5. Dynasty Warriors: Dynasty Warriors taught me that even poorly designed games, with the right catharsis and context, can occupy my time. Dynasty Warriors is brokenly easy - to put it simply, you can just finish each battle by running to the enemy commander and fighting them without much sweat - but if I haven't clocked in at least 500 hours of Dynasty Warriors in my life time, I would be really quite surprised. Point is, Dynasty Warriors is fun because it has a combat system that makes you feel awesome and it romanticizes (even more so) a period in history that I just outright love. It taught me that a fun game isn't necessarily a good one, just like a fun film isn't necessarily a good one (I really enjoyed Iron Sky and Kung Pow, but are they good films? Not exactly). I guess I could put it as: just because a game is fun, doesn't mean it is good, but it does necessarily mean that it isn't bad.

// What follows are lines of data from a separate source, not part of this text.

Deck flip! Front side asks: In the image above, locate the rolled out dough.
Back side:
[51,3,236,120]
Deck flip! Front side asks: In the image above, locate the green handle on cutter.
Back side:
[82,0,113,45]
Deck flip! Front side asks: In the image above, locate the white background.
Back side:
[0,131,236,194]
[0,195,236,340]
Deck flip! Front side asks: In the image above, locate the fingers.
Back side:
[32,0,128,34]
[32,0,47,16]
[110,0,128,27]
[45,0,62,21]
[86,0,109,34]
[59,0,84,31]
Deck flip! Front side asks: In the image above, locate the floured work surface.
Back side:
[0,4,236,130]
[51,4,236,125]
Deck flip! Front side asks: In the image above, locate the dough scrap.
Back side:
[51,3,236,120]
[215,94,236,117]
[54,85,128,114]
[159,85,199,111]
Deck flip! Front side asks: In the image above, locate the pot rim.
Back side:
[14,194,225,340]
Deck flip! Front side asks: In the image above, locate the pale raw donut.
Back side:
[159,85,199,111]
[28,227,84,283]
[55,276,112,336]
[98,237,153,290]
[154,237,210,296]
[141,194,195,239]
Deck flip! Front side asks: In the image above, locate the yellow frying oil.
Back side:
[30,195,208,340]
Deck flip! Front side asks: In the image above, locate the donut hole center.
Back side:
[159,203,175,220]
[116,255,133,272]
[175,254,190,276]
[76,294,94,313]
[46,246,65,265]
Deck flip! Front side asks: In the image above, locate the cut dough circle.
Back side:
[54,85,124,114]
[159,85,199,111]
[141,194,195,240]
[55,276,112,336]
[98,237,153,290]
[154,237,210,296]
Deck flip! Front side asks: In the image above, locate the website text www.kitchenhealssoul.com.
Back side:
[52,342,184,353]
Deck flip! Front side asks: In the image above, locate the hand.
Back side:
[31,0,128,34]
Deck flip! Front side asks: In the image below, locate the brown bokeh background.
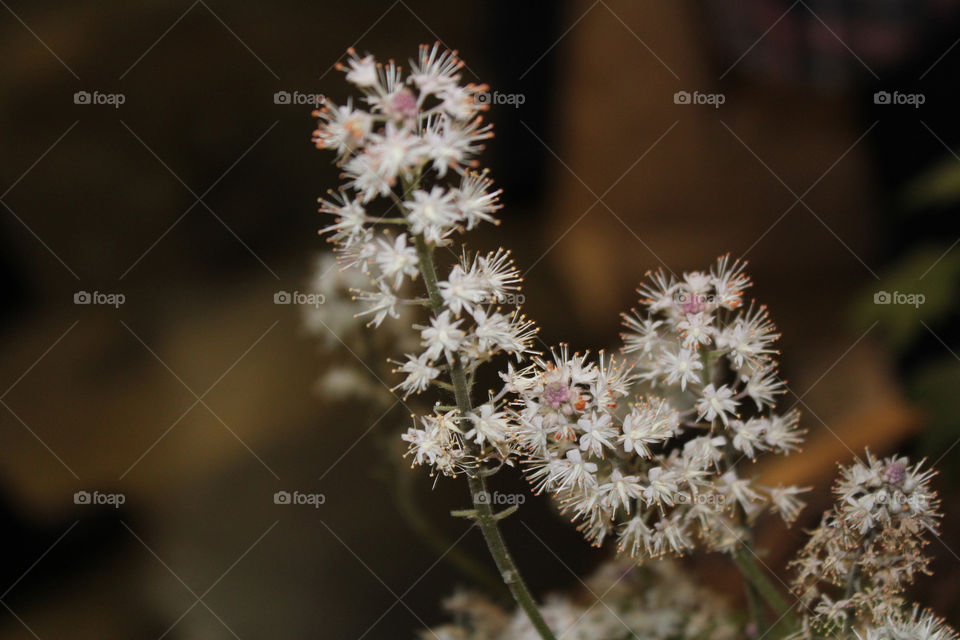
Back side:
[0,0,960,640]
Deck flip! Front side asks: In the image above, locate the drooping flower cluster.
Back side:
[421,562,743,640]
[507,257,802,556]
[793,452,940,637]
[313,45,536,475]
[858,608,960,640]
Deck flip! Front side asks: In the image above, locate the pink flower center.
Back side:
[883,462,907,484]
[543,382,570,409]
[390,89,418,118]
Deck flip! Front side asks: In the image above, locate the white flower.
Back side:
[697,382,737,425]
[769,485,810,524]
[374,233,420,289]
[600,469,642,514]
[660,347,703,390]
[455,171,503,231]
[405,187,459,244]
[466,403,510,448]
[438,264,489,315]
[729,418,770,458]
[357,282,400,327]
[410,44,463,94]
[620,400,678,458]
[337,48,377,89]
[394,353,440,398]
[313,98,373,157]
[577,411,617,458]
[677,313,713,349]
[420,311,466,361]
[320,192,368,244]
[553,448,597,489]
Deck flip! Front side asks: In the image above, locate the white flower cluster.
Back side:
[857,609,960,640]
[507,257,802,556]
[313,45,536,475]
[793,452,940,637]
[421,562,743,640]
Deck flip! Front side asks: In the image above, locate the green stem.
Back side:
[396,452,507,596]
[416,235,556,640]
[733,544,800,629]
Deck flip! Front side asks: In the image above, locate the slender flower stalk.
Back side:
[416,230,554,640]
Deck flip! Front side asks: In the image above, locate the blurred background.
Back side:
[0,0,960,640]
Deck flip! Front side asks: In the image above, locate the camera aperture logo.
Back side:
[273,491,327,509]
[873,91,927,109]
[73,291,127,309]
[273,291,327,308]
[673,91,727,109]
[873,291,927,309]
[73,491,127,509]
[474,91,527,108]
[273,91,323,106]
[73,91,127,109]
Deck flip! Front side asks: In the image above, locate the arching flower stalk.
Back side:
[313,45,553,639]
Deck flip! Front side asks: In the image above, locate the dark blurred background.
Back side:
[0,0,960,640]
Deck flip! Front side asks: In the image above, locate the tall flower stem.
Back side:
[415,235,556,640]
[733,544,800,629]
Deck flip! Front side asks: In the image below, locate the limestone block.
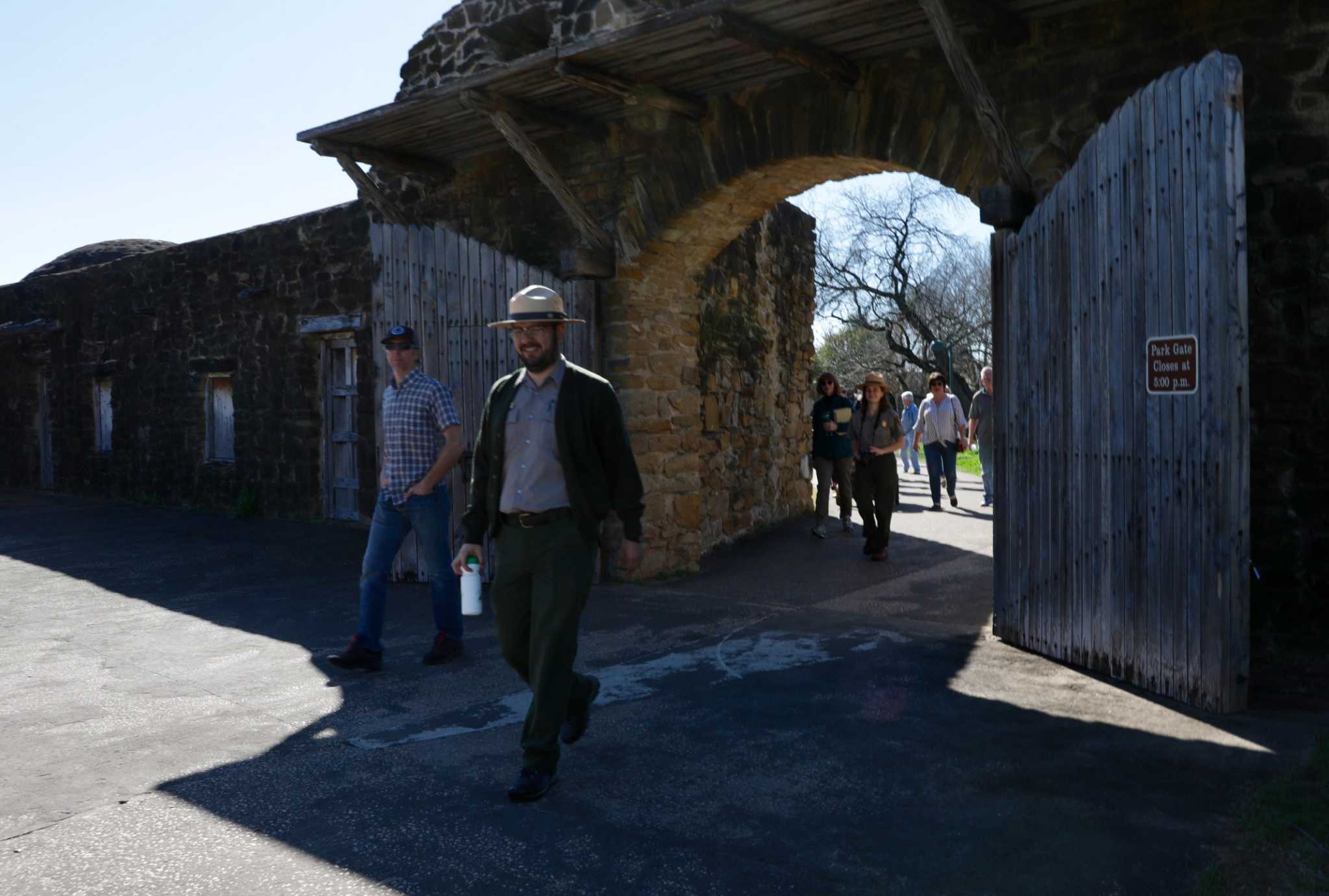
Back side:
[664,455,701,476]
[674,492,701,531]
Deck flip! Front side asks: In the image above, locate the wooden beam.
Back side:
[0,318,62,336]
[334,153,407,224]
[297,314,363,336]
[468,106,614,251]
[918,0,1034,195]
[554,60,705,118]
[950,0,1029,44]
[310,138,456,178]
[457,90,605,139]
[558,247,615,280]
[711,12,859,88]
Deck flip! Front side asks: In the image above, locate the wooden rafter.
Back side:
[310,138,456,178]
[461,93,614,251]
[950,0,1029,44]
[918,0,1034,195]
[334,153,407,224]
[457,90,605,139]
[554,60,705,118]
[711,12,860,86]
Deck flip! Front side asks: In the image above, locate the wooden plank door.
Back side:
[323,337,360,520]
[993,53,1250,712]
[33,371,56,488]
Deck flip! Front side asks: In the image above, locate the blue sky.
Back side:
[0,0,982,283]
[0,0,453,283]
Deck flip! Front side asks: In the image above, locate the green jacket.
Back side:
[461,361,644,544]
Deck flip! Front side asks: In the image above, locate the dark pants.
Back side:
[812,457,853,525]
[853,455,899,554]
[922,441,956,504]
[491,517,596,773]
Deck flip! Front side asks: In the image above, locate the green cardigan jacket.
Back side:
[461,361,644,544]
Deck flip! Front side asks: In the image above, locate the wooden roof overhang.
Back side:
[297,0,1102,173]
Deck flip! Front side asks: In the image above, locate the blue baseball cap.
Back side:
[380,324,420,348]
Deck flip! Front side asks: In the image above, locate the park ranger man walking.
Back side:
[452,286,644,802]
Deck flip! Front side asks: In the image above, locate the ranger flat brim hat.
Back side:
[489,284,586,327]
[859,374,889,392]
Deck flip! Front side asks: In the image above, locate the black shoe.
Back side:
[558,675,600,743]
[507,768,558,803]
[328,635,383,672]
[421,631,461,666]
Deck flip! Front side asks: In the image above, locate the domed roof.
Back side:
[23,239,175,280]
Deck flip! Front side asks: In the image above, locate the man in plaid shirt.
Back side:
[328,327,465,672]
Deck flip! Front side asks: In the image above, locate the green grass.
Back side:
[1195,733,1329,896]
[956,451,984,476]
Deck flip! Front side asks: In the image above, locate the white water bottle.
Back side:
[461,557,480,616]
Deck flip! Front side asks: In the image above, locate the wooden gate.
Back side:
[33,371,56,488]
[323,335,360,520]
[993,53,1250,711]
[369,223,600,579]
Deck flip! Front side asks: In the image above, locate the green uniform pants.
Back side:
[491,517,596,773]
[853,454,899,554]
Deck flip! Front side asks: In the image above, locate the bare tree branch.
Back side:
[814,175,992,398]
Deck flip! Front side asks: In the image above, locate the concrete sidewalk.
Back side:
[0,474,1326,896]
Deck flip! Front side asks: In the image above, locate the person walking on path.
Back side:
[452,286,644,802]
[849,374,904,561]
[914,371,966,511]
[969,367,997,507]
[812,374,853,539]
[328,327,467,672]
[899,392,921,474]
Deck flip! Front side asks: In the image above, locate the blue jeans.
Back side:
[899,432,918,473]
[922,441,956,504]
[359,485,463,650]
[978,439,997,504]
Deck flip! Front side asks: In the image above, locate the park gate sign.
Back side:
[993,53,1250,712]
[1144,336,1200,395]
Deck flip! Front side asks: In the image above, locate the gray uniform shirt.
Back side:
[969,389,995,444]
[498,359,572,513]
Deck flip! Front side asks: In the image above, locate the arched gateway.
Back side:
[299,0,1329,708]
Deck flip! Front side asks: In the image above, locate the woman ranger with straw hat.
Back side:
[849,374,905,561]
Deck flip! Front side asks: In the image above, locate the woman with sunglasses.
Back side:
[914,371,968,511]
[812,374,853,539]
[849,374,905,561]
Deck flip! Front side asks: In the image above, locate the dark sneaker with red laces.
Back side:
[328,635,383,672]
[421,631,461,666]
[507,768,558,803]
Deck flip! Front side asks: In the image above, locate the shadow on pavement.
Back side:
[0,492,1309,893]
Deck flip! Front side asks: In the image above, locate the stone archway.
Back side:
[604,58,990,574]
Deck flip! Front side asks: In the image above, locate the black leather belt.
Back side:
[498,507,573,529]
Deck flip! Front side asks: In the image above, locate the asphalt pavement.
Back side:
[0,474,1326,896]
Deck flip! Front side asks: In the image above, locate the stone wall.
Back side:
[372,0,1329,616]
[690,202,816,549]
[606,203,816,575]
[0,202,375,517]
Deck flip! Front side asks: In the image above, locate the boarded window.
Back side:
[206,374,235,463]
[91,378,110,451]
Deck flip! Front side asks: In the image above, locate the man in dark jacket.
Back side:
[452,286,644,802]
[812,372,853,539]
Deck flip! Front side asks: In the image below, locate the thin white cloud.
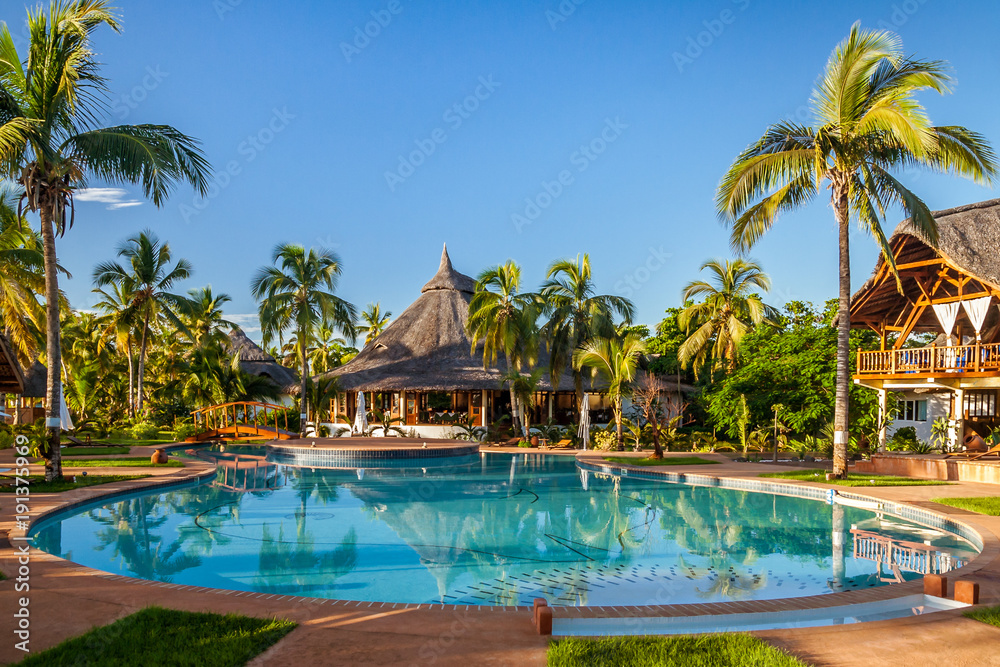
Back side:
[73,188,142,211]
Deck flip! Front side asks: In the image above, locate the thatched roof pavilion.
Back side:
[227,327,299,396]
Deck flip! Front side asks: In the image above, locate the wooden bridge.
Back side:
[186,401,298,442]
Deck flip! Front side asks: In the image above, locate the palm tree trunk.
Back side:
[134,313,149,421]
[299,329,309,438]
[41,206,62,482]
[833,179,851,479]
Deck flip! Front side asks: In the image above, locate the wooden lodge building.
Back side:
[851,199,1000,443]
[320,247,610,437]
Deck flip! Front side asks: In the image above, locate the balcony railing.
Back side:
[857,343,1000,375]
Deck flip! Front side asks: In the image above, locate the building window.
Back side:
[899,399,927,422]
[964,391,997,417]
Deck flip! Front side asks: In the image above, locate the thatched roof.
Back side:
[228,327,299,394]
[851,199,1000,331]
[321,246,573,391]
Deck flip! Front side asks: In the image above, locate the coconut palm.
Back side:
[539,254,635,411]
[573,333,646,452]
[677,259,777,375]
[250,244,357,437]
[466,260,539,435]
[358,303,392,345]
[94,229,192,416]
[716,24,997,477]
[0,0,210,479]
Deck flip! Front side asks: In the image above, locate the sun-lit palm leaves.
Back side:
[573,333,646,452]
[250,244,357,435]
[94,230,191,414]
[539,255,635,409]
[716,24,997,476]
[0,0,210,479]
[677,259,777,375]
[358,303,392,346]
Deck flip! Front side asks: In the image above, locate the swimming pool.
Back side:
[32,453,976,606]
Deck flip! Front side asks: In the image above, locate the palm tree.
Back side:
[466,260,538,435]
[94,229,191,417]
[0,0,211,480]
[677,259,777,376]
[716,24,997,477]
[358,303,392,345]
[539,254,635,411]
[573,333,646,452]
[250,244,357,437]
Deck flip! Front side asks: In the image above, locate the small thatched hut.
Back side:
[321,246,601,435]
[227,327,299,396]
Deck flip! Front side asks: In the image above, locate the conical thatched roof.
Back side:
[851,199,1000,331]
[322,246,573,391]
[228,327,299,394]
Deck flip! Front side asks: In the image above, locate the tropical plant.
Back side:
[250,244,357,437]
[716,24,997,477]
[573,334,646,452]
[0,0,210,480]
[677,259,777,377]
[539,254,635,412]
[466,260,538,433]
[358,303,392,346]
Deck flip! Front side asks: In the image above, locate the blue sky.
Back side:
[0,0,1000,330]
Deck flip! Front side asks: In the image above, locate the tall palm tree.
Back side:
[677,259,777,376]
[250,244,357,437]
[94,229,192,418]
[358,303,392,346]
[0,0,211,479]
[466,260,539,435]
[573,333,646,452]
[716,24,997,477]
[539,254,635,411]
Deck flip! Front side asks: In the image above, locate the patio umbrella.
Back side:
[352,391,368,433]
[576,394,590,449]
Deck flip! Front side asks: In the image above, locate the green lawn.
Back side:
[931,496,1000,516]
[962,607,1000,628]
[66,457,184,468]
[0,475,150,493]
[761,469,951,486]
[20,607,296,667]
[604,456,719,466]
[62,447,132,457]
[548,634,805,667]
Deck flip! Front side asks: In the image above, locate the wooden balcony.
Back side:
[855,343,1000,378]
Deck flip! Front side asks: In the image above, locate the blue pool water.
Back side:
[34,454,976,605]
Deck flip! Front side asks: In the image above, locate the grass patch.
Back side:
[548,633,805,667]
[931,496,1000,516]
[62,447,132,458]
[20,607,296,667]
[962,607,1000,628]
[604,456,718,466]
[60,457,184,468]
[761,469,951,487]
[0,475,150,493]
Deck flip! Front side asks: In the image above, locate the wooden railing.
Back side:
[857,343,1000,375]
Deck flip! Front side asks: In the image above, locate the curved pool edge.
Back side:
[7,450,1000,626]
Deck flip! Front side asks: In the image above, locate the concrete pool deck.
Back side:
[0,447,1000,667]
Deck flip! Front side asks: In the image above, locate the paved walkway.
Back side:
[0,448,1000,667]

I probably could have thought of some others, and I'm sure I'm missing a really important game I would otherwise put here, but here is the main stuff. This very much just scratches the surface though - I could write for hours about how SotC has influenced the way I criticize games, and criticizing games is what I like to do most as a gamer so, there we have it! c:

It may also be worth mentioning some people, too, who have influenced my gaming life. Guys like Egoraptor, Yahtzee, Jonathan Blow, Miyamoto (one true god) etc.